In small animal models, the hind limb is preferentially used. Generally, the authors suggest implantation in the thigh complex that affords space for a large-volume implant. In the thigh muscles of a mouse, for example, a maximum volume of up to ∼150 μL can be implanted. By contrast, the lower leg can be used for smaller volume implants. Benefits of using the lower leg are a readily palpable implant that can be monitored for growth or imaged by surface ultrasound if desired. Intramuscular implantation in a large animal is most often in the dorsal musculature, including paraspinal muscles or trapezius.
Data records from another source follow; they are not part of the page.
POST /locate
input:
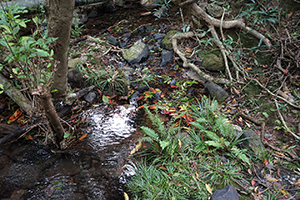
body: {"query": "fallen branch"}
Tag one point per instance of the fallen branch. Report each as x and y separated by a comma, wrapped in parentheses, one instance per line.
(201, 14)
(205, 77)
(283, 122)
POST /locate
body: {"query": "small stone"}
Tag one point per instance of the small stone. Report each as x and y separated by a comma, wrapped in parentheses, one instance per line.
(112, 40)
(227, 193)
(90, 97)
(166, 56)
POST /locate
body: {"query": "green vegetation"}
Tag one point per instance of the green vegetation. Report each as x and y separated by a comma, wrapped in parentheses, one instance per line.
(183, 162)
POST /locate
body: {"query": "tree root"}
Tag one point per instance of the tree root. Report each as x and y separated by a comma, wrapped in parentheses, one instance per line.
(205, 77)
(201, 14)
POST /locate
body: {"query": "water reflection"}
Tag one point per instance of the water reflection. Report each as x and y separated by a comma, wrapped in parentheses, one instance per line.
(110, 128)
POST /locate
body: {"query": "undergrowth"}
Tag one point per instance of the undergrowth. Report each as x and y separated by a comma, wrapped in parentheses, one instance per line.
(188, 162)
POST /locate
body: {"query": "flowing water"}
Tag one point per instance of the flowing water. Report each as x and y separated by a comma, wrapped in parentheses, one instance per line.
(94, 168)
In recent years, BMP2 and other BMPs have been widely studied in intramuscular ectopic bone models [39]. BMPs are known to stimulate the osteogenic differentiation of native skeletal muscle satellite cells. This reinforces an important distinction between the intramuscular implantation model and other ectopic bone models: the presence of a native skeletal progenitor cells. If another osteoprogenitor cell source is experimentally implanted in a muscle pouch environment, it becomes critical to identify the cells on later histological analysis. This can be achieved by transfection with a reporter system, by gender mismatch of host and donor, or by xenografting and detection of species-specific antigens among other techniques. These techniques will allow for definitive identification of hosts from donor-derived bone. This extra step in analysis is vital for valid interpretation of intramuscular bone formation and could be a consideration to opt for another ectopic bone formation assay.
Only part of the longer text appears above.